等他走远了后,她站在街头自嘲地笑了起来。明明这个人给的名片还插在自己皮夹子里,见到真人时他竟熟视无睹,全然不晓得这个“路人甲”为什么盯着他。这不很好笑吗?
中学时,张礼然总被她爸爸带出去吃饭。那些请他的人往往也会顺手递过一张名片给她,而日后在路上遇见,也都是别人跑过来问她还记不记得自己。
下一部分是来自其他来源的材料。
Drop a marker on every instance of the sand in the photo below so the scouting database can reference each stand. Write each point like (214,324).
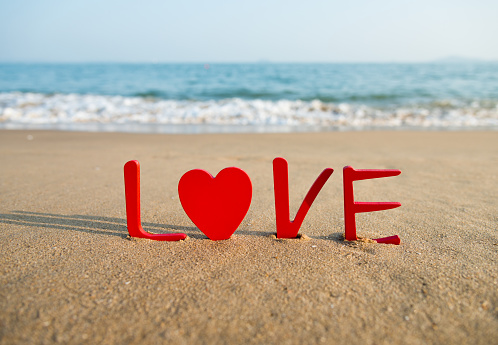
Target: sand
(68,273)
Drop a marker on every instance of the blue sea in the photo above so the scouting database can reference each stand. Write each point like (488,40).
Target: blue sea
(255,97)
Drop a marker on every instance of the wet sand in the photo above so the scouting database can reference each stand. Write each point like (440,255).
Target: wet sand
(69,274)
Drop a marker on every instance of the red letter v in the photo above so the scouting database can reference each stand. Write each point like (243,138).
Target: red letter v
(132,192)
(285,227)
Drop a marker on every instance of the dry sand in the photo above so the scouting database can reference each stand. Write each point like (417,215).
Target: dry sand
(68,273)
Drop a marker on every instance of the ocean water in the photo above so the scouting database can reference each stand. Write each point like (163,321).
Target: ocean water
(259,97)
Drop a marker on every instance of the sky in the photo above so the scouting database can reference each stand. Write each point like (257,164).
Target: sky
(247,31)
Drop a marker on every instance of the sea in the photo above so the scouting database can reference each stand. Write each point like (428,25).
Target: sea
(248,97)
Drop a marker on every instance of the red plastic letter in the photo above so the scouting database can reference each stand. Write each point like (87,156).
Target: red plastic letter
(351,207)
(132,192)
(285,227)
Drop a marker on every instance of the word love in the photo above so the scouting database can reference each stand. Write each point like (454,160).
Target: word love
(217,205)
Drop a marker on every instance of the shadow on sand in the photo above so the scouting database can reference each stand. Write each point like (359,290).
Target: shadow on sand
(101,225)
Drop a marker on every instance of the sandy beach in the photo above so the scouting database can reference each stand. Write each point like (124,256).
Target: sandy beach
(70,275)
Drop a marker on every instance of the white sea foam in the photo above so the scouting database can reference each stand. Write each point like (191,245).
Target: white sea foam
(98,112)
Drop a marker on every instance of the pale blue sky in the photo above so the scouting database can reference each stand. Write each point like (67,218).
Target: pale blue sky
(245,31)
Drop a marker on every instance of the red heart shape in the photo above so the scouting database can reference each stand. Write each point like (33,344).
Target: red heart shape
(218,205)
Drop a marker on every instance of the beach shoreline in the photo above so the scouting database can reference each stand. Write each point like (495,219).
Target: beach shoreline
(70,274)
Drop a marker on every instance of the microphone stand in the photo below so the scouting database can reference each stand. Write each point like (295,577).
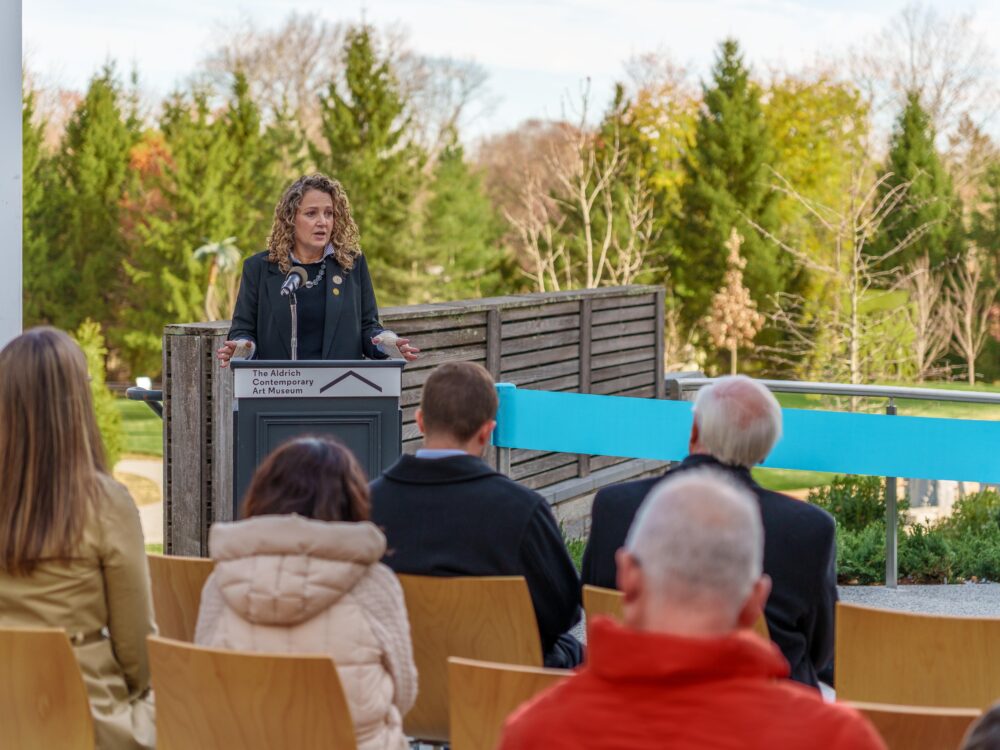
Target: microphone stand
(293,305)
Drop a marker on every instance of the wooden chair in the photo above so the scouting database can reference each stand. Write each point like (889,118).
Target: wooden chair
(598,600)
(207,699)
(483,694)
(908,659)
(43,701)
(919,728)
(177,583)
(489,618)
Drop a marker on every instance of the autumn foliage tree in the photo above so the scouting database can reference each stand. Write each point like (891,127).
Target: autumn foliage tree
(733,320)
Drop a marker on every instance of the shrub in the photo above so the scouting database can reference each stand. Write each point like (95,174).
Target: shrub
(975,514)
(855,502)
(861,554)
(91,340)
(977,556)
(924,554)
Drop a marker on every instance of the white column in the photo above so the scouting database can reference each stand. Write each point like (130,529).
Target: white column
(10,170)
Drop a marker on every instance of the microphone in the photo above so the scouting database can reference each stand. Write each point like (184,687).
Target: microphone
(296,278)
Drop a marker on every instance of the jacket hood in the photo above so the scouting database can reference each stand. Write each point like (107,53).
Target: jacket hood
(447,470)
(283,570)
(617,653)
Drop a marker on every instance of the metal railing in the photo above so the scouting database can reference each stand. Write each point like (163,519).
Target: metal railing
(677,387)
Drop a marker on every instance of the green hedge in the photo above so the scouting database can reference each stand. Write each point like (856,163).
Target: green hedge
(91,340)
(965,546)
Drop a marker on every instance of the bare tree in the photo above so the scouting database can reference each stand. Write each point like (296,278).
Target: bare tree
(972,296)
(537,224)
(944,58)
(611,216)
(929,314)
(853,336)
(444,95)
(287,67)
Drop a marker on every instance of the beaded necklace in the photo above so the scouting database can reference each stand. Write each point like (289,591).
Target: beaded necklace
(318,278)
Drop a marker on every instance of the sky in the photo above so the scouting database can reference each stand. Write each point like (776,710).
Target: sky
(537,54)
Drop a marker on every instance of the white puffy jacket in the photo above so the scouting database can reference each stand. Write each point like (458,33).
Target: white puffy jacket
(287,584)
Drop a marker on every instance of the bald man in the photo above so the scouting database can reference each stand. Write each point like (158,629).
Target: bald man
(684,671)
(736,423)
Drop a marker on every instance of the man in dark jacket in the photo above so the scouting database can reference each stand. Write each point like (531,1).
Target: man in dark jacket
(446,512)
(736,424)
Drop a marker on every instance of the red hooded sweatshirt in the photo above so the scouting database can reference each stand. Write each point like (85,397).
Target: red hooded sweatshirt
(650,690)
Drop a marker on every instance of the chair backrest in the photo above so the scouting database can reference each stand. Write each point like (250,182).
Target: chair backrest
(907,659)
(208,699)
(919,727)
(177,583)
(483,694)
(488,618)
(598,600)
(43,701)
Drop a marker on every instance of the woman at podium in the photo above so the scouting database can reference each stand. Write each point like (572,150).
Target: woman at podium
(314,260)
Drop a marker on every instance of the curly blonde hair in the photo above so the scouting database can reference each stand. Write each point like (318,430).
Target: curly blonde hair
(345,237)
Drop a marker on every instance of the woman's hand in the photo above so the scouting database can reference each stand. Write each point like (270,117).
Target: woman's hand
(241,348)
(409,352)
(225,352)
(392,344)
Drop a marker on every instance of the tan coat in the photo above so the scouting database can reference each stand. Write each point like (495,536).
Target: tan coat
(101,598)
(287,584)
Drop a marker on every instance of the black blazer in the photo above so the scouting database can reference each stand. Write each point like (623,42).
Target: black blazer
(263,316)
(800,556)
(457,516)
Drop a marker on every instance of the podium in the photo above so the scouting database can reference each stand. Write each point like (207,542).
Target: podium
(355,401)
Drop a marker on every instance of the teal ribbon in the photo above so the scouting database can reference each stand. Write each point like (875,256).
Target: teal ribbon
(815,440)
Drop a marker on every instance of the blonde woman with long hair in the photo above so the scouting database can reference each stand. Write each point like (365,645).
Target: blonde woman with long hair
(314,237)
(71,547)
从来只有被递名片的忘记递名片的,没有反过来的先例。莫不是自己太没存在感了吧?
这事之后,张礼然对闻钺铭更没什么好印象了。不过,她也不至于为个路人甲耗费什么多余的感情。云在青天水在瓶,或许也可解读为我走我的阳关道,你走你的独木桥。张金嘛,只怕也如他忘了自己一样,早已忘了他吧。想到这里,张礼然心里舒畅多了。
第9章 青梅煮酒
不等张礼然说起偶遇闻钺铭的事,张金倒先讲起俞可涵了。
“来,陪姐姐喝酒。”张金从大购物袋里拿出一瓶青梅酒来,放到桌上。她刚从饱蠹楼那边的家乐福扫荡回来,囤积好了本周的储备粮。张礼然看到这酒时,噗哧一声笑出来,问:“青梅煮酒,夜话江湖么?”夜话是话了,只是话的是她们各自内心动荡不宁的情之江湖。
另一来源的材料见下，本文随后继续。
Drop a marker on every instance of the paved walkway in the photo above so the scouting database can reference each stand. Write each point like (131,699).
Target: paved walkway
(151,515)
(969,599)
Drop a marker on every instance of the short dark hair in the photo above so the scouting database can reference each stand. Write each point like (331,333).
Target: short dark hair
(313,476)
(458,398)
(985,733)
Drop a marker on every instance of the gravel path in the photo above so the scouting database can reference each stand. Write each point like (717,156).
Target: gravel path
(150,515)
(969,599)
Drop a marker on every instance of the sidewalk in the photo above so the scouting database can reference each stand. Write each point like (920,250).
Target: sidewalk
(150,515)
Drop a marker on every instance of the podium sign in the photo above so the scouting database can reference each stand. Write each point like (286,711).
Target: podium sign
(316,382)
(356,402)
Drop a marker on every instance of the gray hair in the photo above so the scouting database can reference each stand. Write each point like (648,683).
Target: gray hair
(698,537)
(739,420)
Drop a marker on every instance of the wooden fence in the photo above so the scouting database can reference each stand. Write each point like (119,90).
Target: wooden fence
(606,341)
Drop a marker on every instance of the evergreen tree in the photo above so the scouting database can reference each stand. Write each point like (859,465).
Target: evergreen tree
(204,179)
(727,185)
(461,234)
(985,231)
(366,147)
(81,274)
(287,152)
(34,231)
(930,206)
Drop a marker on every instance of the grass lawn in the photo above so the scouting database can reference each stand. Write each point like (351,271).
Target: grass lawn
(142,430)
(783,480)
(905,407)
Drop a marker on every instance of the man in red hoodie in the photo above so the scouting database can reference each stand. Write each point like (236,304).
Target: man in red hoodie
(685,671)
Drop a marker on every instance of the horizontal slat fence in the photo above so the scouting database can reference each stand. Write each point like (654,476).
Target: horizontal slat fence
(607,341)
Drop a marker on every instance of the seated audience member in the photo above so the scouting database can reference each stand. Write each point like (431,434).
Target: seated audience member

乘着几分酒不醉人人自醉的醺醺然,张金终于将往事合盘端出。如同张礼然私下里揣测的那样,她与俞可涵的喜糖永无可能吃到了。就是两个月前的事。五月里春光衰微,夏意惨淡,俞可涵就那样向她提出了分手。明丽的花朵开得正好,映照着她惨白无神的脸。其后很多个日子里她都无法接受这样的现实,好像身体的某个部分被拆解掉了。毕竟是五年啊,这五年始终没有分开过十天以上。
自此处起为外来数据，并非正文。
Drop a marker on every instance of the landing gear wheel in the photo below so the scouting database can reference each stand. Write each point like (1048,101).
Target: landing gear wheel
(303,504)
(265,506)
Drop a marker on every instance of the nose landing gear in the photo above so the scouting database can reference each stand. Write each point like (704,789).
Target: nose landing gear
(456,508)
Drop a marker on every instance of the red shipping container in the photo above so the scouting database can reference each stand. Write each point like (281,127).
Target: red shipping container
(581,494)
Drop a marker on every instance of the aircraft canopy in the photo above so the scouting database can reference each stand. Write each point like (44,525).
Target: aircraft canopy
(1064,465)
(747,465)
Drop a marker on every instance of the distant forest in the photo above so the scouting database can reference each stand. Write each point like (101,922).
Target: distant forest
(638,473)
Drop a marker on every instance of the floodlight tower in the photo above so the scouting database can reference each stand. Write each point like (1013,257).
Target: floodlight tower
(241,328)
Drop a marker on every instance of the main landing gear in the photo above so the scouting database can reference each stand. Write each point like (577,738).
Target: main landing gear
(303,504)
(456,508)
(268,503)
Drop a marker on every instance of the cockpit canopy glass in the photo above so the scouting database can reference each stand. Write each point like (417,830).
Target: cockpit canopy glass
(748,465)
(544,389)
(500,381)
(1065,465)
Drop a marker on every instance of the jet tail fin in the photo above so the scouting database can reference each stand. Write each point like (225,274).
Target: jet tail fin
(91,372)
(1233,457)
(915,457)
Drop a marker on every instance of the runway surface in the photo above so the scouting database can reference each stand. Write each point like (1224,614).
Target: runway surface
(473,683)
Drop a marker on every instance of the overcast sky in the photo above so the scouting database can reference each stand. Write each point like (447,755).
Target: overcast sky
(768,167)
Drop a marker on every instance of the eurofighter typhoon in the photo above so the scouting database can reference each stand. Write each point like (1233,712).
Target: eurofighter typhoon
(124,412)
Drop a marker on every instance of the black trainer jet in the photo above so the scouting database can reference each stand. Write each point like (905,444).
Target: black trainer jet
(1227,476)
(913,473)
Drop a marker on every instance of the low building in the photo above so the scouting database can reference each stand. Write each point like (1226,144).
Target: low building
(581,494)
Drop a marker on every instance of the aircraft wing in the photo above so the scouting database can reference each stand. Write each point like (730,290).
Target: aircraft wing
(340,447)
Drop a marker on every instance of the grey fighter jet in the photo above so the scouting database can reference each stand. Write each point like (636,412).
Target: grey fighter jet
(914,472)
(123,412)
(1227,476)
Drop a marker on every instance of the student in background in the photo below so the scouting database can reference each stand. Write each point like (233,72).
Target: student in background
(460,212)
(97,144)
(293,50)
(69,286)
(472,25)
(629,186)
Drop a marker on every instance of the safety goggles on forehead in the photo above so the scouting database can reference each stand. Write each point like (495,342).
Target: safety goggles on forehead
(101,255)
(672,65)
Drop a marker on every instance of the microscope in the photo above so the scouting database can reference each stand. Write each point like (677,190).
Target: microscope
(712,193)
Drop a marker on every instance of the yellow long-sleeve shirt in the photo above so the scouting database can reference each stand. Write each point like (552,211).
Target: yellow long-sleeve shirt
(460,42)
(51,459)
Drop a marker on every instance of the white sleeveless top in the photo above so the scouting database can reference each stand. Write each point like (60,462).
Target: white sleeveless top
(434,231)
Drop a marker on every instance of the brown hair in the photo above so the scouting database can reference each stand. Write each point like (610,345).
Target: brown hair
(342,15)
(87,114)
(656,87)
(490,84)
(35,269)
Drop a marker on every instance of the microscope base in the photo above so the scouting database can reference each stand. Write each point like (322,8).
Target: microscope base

多年里累积起来的亲密毁于一旦,还有什么值得期待、值得相信?张金只觉得自己的世界观和人生观都被颠覆了。她一下子变得十分消沉,甚至每天一想到要去上班,都不敢迈出家门一步。她不知道该怎样向别人解释身边那个男人的缺失,也不知道该怎样无视他人究其原因的探询或眼神,更不知道该以何种姿态何种心情走过那些留有他们共同足迹的地方。渐渐也就宅了起来,成为时下最流行的宅女。还好还有很多人,让她感到世间还是有很多温情的。其中就包括这个小区里的人,比如管电梯的圆脸姑娘,比如门口站岗的眼镜警卫。他们很轻易就发现了俞可涵搬走这一状况,并且用各自的方式或含蓄或莽撞地安慰她。
张礼然叹了口气,暗自责怪自己的迟钝。明明张金已经因为分手难过成那样子了,她还不识好歹地给她添乱——不仅不去安慰,反而还兀自使性子。她咬着下唇,举杯碰了碰张金的杯,向它的主人致意道:“对不起了,张金。”
“你道什么歉?又不是你跟我分手的。”张金抬眼看她,用指尖推了她肩膀一下,又喝掉一大口酒,说,“知道么?最没用的一些话,什么‘吸烟有害健康’啦,还有分手时的‘对不起’啊,这些话讲出来,其实就是装装样子,好让围观群众觉得,‘嗯,这个人还是满厚道的’。而且也让自己的良心上好像过得去一样。”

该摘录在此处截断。